With The Independent reporting that 63.9% of female undergraduates are leaving universities with “good” degrees, a lack of visibility of female academics at the University of Bristol — especially in the more scientific faculties — is in stark contrast to the number of undergraduates in the same subjects. More and more articles are appearing asking “Where are the men?” seeking to discover why the gender gap of undergraduates is weighted in women’s favour, but few have even commented on the fact that women are still struggling for visibility as academics. Women are avoiding the academic world and important questions must be asked about whether this is evidence of institutional laziness on the part of universities.

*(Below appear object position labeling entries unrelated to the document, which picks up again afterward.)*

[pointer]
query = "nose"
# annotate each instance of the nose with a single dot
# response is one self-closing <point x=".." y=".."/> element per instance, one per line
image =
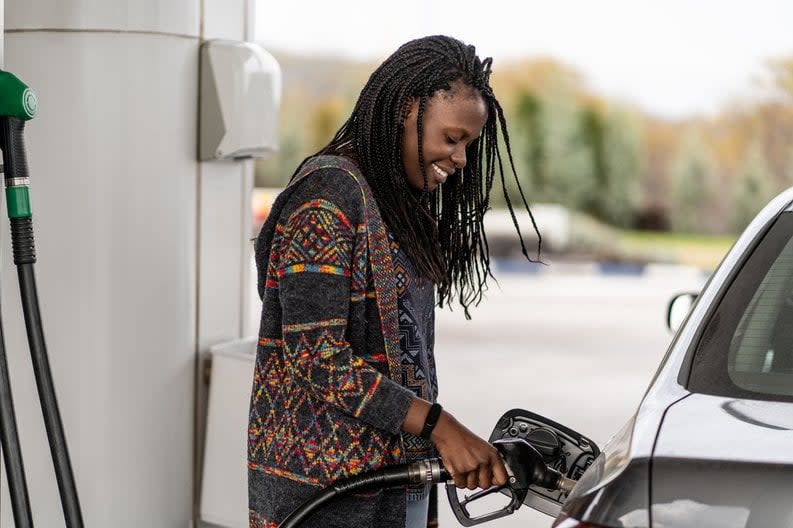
<point x="458" y="157"/>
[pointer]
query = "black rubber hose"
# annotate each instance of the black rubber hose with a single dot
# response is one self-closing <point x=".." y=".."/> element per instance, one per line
<point x="391" y="476"/>
<point x="14" y="163"/>
<point x="12" y="138"/>
<point x="12" y="452"/>
<point x="49" y="403"/>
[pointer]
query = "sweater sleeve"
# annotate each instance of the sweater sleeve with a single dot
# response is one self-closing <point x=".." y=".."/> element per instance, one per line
<point x="314" y="272"/>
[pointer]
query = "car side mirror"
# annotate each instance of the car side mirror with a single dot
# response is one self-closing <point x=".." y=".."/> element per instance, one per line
<point x="678" y="309"/>
<point x="562" y="449"/>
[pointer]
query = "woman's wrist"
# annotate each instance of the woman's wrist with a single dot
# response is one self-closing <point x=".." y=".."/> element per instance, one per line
<point x="431" y="420"/>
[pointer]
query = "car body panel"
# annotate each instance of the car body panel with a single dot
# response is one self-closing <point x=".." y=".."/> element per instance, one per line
<point x="721" y="494"/>
<point x="616" y="490"/>
<point x="705" y="427"/>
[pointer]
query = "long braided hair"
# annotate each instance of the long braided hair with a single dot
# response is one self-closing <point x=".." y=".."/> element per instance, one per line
<point x="441" y="231"/>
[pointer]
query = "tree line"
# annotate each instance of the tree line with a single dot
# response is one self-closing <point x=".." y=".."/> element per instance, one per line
<point x="608" y="159"/>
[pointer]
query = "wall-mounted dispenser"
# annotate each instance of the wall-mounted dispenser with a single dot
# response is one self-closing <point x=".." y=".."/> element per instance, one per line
<point x="240" y="95"/>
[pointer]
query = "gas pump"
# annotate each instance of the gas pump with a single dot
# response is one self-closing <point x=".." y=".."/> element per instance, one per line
<point x="18" y="104"/>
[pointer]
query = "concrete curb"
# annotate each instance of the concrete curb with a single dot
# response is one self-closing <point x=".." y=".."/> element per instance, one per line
<point x="521" y="266"/>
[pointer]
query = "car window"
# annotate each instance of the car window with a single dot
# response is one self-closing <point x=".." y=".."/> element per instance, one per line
<point x="746" y="349"/>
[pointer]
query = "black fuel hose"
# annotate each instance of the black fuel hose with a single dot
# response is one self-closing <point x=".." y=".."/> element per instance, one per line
<point x="17" y="179"/>
<point x="430" y="471"/>
<point x="12" y="452"/>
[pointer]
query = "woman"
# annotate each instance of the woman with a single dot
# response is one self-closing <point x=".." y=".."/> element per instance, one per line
<point x="349" y="262"/>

A recent Commons Report titled “Women in Scientific Careers” (focussing solely on the topic of academia) found the gender diversity – or lack of it – in senior academic positions in STEM (Science, Technology, Engineering and Mathematics) “astonishing”. This conclusion of surprise is certainly supported by the Bristol experience: only 19% female Biology academics and fewer than 7% female Chemistry academics. Science students are beginning to question the gender gap at an academic level and why in 2014 it still remains an issue for women to break into STEM academia. One biology student commented: “I’m in my second term of University and I’ve yet to be taught by a woman. Representation is important and it’s worrying that female undergraduates might be less inclined to pursue an academic career.”
Universities are attempting to improve the imbalance in STEM departments with processes such as the Athena Swan awards. However, the School of Chemistry at Bristol holds a Bronze award for “promoting gender equality” despite having fewer than ten female academics in one of the largest departments at Bristol. The bar seems quite low. This doesn’t mean there isn’t a tangible appetite to tackle inequality in academia head on, it just seems that there has been little visible progression, simply supplementary reports and promises to improve.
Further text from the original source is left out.